The Sasamagawa Dam (笹間川ダム, Sasamagawa damu) is a dam on the Sasama River, a tributary of the Ōi River, located on the border of the city of Shimada and the town of Kawanehon, Shizuoka Prefecture on the island of Honshū, Japan.

==History==
The potential of the Ōi River valley for hydroelectric power development was realized by the Meiji government at the start of the 20th century. The Ōi River was characterized by a high volume of flow and a fast current. Its mountainous upper reaches and tributaries were areas of steep valleys and abundant rainfall, and were sparsely populated. In 1906, a joint venture company, the Anglo-Japanese Hydroelectric Company (日英水力電気, Nichiei Suiroku Denki) was established, and began studies and design work on plans to exploit the potential of the Ōi River and Fuji River in Shizuoka Prefecture. The British interests were bought out by 1921, and the company was renamed Hayakawa Electric (早川電力, Hayakawa Denryoku). By the mid-1950s, numerous dams had been constructed on the main flow of the Ōi River, and developers began to turn their attention to its various tributary streams.

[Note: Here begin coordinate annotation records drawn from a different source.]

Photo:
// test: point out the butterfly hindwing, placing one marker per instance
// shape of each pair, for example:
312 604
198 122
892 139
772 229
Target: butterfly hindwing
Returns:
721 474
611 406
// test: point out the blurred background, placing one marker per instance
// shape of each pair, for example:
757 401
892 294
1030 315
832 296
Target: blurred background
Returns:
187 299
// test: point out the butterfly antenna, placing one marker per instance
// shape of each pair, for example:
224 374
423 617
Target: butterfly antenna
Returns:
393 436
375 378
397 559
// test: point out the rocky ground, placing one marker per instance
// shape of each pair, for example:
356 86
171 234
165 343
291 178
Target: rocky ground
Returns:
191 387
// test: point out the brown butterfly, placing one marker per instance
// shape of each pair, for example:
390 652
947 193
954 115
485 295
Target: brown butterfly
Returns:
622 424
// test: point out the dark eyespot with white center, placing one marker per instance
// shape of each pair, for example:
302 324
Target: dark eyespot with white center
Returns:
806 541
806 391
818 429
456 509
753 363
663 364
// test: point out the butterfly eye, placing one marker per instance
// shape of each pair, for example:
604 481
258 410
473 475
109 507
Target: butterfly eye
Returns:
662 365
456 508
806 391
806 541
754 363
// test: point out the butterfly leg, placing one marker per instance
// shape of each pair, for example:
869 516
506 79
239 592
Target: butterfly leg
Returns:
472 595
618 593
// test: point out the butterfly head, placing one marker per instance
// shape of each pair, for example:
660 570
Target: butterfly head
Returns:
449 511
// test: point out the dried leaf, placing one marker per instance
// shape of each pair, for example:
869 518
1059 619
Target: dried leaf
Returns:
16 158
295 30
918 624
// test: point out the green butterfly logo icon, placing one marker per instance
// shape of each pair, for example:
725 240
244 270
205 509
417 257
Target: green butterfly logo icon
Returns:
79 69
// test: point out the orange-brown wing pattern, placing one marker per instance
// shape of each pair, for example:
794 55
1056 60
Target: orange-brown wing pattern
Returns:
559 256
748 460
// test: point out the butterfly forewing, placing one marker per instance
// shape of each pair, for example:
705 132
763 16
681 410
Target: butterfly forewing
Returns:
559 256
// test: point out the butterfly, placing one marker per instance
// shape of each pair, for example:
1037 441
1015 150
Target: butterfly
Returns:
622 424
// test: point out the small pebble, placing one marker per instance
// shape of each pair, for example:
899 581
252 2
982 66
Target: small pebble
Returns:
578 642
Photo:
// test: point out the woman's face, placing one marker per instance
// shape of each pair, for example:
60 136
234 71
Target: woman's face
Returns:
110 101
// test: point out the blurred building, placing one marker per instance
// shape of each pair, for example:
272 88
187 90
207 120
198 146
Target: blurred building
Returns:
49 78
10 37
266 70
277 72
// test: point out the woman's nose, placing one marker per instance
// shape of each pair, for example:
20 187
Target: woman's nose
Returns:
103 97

The Sasamagawa Dam and neighboring Shiogo Dam were constructed to provide water for the 58,000 KW Kawaguchi Hydroelectric Plant built by the Shimada city government. Construction work began in 1955 and was completed by 1960 by the Hazama Corporation. The dam serves a secondary purpose in providing water for irrigation to farms in the surrounding area.

==Design==
The Sasagawa Dam was designed as a solid core concrete gravity dam with a central spillway.